Frau Brandt, wie ist die Lage für die Insekten aktuell?
Sehr kritisch. Beginnend mit den Arbeiten des Krefelder Entomologischen Vereins, über die TU München bis zur Forschungsstation für Vogel- und Insektenzug am Randecker Maar wurden bei umfangreichen Langzeitdokumentationen in den letzten Jahren immer ähnliche Ergebnisse erzielt. Danach sind seit 1970 die Individuenzahlen vieler Insektenarten über 80 Prozent zurückgegangen. Auch global ist die Situation gravierend. 2019 hat das australische Sydney Institute of Agriculture bei einer weltweiten Studie herausgefunden, dass fast die Hälfte aller Insektenarten stark zurückgehen und ihre Biomasse um 2,5 Prozent schrumpft. Die Forscher aus Australien gehen davon aus, dass in hundert Jahren viele Insektenarten ausgestorben sein werden.
Was bedeutet das für unser Ökosystem?
Um sich vorstellen zu können, was das bedeutet, braucht man nur auf die Vögel zu gucken: Sie werden immer weniger, weil sie durch den Insektenschwund nicht mehr genug Nahrung bekommen. Auch wir Menschen brauchen die Insekten für unser Überleben. Schließlich bestäuben sie die Pflanzen, verteilen die Samen und räumen hinter uns auf. Außerdem sind viele Insekten auch Gegenspieler für andere Insekten, die für uns gefährlich werden können. Insekten sind also sehr wichtig für uns. Ihr Rückgang ist das zweite große Problem neben der Klimakrise.
Was sind die Ursachen für das Artensterben?
Hauptverursacher ist der Mensch und sein Verhalten. Da ist die Zersiedelung und Bebauung der Flächen, der Verkehr und die Lichtverschmutzung. Und da ist unser Konsumverhalten, an das sich die Landwirtschaft angepasst hat. Weil wir alles immer billiger haben wollen, in großen Mengen und zu jeder Jahreszeit, produzieren die Landwirte immer intensiver, oft auch mit Einsatz von Pestiziden. All diese Faktoren sind die Ursache dafür, dass viele Insektenarten zurückgegangen sind. Und natürlich trägt auch der Klimawandel zum Artensterben bei.
Da kommt man sich dann doch eher bedeutungslos vor mit einer Packung Saatgutmischung für Insekten in der einen und einem Spaten in der anderen Hand.

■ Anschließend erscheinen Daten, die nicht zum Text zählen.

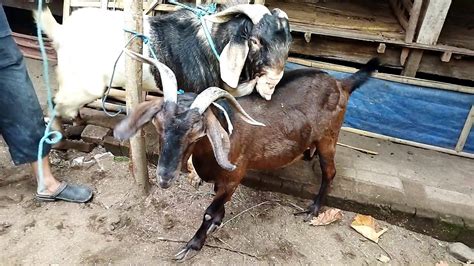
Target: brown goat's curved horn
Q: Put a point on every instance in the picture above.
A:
(168, 79)
(208, 96)
(254, 12)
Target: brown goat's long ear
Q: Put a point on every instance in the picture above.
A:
(232, 61)
(140, 116)
(219, 141)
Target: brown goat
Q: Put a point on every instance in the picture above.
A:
(304, 115)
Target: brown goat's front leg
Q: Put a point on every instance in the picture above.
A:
(326, 152)
(211, 220)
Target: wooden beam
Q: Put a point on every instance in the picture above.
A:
(407, 142)
(433, 21)
(413, 63)
(465, 131)
(446, 57)
(384, 76)
(104, 4)
(357, 35)
(66, 9)
(133, 11)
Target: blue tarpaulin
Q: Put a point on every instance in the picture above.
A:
(426, 115)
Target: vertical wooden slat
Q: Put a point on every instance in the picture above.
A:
(465, 131)
(431, 26)
(133, 74)
(66, 9)
(433, 21)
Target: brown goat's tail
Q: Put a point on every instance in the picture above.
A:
(360, 77)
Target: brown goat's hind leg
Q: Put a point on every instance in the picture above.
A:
(211, 220)
(326, 152)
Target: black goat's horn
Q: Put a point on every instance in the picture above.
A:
(211, 94)
(168, 79)
(255, 12)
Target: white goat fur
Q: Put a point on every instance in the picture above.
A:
(87, 45)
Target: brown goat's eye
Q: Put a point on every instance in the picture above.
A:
(254, 41)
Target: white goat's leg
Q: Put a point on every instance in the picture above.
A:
(192, 176)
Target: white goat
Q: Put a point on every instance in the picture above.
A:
(87, 51)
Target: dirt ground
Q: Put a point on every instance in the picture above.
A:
(121, 227)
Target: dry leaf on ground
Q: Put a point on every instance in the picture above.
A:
(365, 225)
(327, 217)
(383, 258)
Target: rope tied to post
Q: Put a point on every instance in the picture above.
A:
(201, 12)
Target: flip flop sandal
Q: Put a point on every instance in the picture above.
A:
(68, 192)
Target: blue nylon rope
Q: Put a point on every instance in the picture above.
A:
(50, 137)
(201, 12)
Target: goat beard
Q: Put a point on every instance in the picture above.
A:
(266, 84)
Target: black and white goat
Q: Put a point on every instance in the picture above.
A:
(252, 41)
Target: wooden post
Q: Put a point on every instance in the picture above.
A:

Das sollte man aber nicht! Jeder Einzelne hat die Chance, in seinem eigenen Garten etwas für den Insektenschutz zu machen. Immerhin ist die Fläche aller Gärten in Deutschland zusammen größer als die Fläche aller hiesigen Naturschutzgebiete. Das ist ein richtiges Pfund, mit dem man für die Insekten ökologische Trittsteine setzen kann, also Räume schaffen kann, in denen sie leben und sich mit anderen genetisch austauschen und vernetzen können.
Was müssen wir dabei beachten, wenn wir auch die Interessen der Kinder berücksichtigen wollen?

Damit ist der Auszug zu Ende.